Semarang, tuturpedia.com – Predikat Kota Semarang sebagai kota inklusif makin bersinar; dalam upaya mewujudkan pembangunan inklusi sosial, Pemerintah Kota Semarang berhasil meraih penghargaan sebagai “Kota Pionir Pembangunan Inklusi Sosial” dari Institute For Democracy and Peace (SETARA) yang bekerja sama dengan platform INKLUSI, Kemitraan Indonesia-Australia.
Penghargaan ini menjadi bukti nyata komitmen Pemkot Semarang dalam mengarusutamakan inklusivitas dalam setiap aspek pembangunan.
Direktur Eksekutif SETARA, Halili Hasan, menyerahkan penghargaan tersebut kepada Wali Kota Semarang Agustina Wilujeng Pramestuti, yang diwakili oleh Plt. Kepala Badan Kesatuan Bangsa dan Politik Kota Semarang, Joko Hartono, di Hotel Bidakara Jakarta, Kamis (6/3) sore.
Agustina menyatakan, “Terima kasih, ini prestasi yang membanggakan. Keberhasilan ini merupakan bentuk pengakuan terhadap kualitas kinerja dan capaian pemerintah dalam menjalankan tata kelola yang inklusif guna mencapai kondisi pemenuhan hak-hak warga negara, yang menjadi agenda pembangunan.”
Dalam acara tersebut, Kota Semarang memperoleh skor 3,6, nilai tertinggi yang sejajar dengan Kota Bandung, Denpasar, Padang, dan Jakarta Selatan.
Agustina menegaskan bahwa pencapaian ini mendorong pemerintah untuk terus menyelaraskan agenda pembangunan inklusi sosial di setiap perencanaan daerah.
“Inklusivitas menjadi salah satu fokus kami selama menjabat.
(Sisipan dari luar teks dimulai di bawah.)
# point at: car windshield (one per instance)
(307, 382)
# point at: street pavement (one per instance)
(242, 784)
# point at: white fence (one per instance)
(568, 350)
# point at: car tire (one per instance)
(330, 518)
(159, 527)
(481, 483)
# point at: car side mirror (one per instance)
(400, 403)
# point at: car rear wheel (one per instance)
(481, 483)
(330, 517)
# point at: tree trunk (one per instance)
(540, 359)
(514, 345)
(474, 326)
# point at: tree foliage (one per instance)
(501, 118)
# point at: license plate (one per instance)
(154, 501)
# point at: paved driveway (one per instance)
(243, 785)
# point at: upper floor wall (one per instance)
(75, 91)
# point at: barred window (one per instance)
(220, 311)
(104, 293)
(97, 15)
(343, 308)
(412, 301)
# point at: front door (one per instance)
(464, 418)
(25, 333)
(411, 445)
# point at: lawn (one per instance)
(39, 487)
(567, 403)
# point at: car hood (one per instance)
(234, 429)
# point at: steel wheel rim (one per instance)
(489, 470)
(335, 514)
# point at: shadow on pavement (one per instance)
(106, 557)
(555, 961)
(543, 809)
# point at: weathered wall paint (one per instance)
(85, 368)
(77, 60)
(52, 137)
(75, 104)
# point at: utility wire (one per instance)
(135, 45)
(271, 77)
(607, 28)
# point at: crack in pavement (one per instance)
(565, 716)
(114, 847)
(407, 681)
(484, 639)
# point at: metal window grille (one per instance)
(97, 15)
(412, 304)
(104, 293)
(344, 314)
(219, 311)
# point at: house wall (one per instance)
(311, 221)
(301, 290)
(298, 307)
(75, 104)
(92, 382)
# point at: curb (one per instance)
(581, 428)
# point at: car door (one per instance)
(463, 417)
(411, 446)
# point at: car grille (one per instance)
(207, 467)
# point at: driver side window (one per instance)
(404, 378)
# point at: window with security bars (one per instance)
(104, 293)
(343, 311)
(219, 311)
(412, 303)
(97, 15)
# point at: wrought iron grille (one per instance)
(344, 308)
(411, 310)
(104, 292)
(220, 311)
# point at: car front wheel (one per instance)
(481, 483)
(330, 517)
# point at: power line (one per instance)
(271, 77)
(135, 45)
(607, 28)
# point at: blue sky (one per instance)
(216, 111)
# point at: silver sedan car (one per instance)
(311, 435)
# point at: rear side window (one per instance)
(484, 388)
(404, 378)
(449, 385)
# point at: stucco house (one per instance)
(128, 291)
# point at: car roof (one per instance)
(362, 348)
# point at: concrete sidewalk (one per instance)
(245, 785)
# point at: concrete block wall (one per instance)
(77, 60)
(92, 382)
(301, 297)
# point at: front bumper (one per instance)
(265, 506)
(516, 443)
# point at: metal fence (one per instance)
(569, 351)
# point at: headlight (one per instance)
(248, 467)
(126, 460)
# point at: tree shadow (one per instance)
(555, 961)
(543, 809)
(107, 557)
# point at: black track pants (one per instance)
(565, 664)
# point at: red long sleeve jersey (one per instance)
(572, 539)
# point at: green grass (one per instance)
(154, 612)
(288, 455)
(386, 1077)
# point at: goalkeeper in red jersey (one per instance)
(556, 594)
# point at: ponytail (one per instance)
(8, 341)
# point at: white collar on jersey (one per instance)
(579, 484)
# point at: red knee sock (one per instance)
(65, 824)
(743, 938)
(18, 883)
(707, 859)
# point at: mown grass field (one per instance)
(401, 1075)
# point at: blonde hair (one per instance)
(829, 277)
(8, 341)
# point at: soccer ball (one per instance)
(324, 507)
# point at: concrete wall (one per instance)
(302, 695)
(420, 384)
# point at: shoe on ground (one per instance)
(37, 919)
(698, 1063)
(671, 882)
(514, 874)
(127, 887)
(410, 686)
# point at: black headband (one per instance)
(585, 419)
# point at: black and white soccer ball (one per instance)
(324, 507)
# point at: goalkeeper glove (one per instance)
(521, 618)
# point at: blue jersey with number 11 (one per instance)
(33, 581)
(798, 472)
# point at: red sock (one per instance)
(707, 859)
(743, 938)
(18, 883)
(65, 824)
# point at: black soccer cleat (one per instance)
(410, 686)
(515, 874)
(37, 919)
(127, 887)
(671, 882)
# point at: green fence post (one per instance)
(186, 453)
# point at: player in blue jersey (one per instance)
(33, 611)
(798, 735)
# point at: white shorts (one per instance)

Dengan peringkat ini, kami makin bersemangat untuk terus menghadirkan lebih banyak ruang aksesibilitas dan menjamin ketersediaan layanan publik yang nyaman untuk semua, tanpa diskriminasi,” tambahnya.
Penghargaan ini diselenggarakan bersamaan dengan peluncuran Indeks Inklusi Sosial Indonesia (IISI) oleh SETARA, yang mengapresiasi kondisi inklusi sosial di tingkat nasional dan di 24 kabupaten/kota di Indonesia.
Indeks tersebut menilai inklusi sosial berdasarkan dua akumulasi penilaian: variabel aspirasional, dengan indikator hak atas kesehatan, pendidikan, ekonomi, keamanan pribadi, lingkungan yang layak, kebudayaan, dan pekerjaan yang layak; serta variabel pendekatan yang meliputi rekognisi, partisipasi, resiliensi, dan akomodasi untuk kelompok seperti perempuan, penyandang disabilitas, minoritas agama, dan masyarakat adat.
“Saya mengucapkan terima kasih kepada semua pihak yang telah turut serta mendorong dan mengawal adopsi inklusi sosial dalam setiap perumusan perencanaan pembangunan, kebijakan daerah, dan rencana kerja. Semoga penghargaan ini menjadi penyemangat kami untuk satu langkah lebih dekat mewujudkan visi Kota Semarang sebagai kota inklusif,” pungkas Agustina.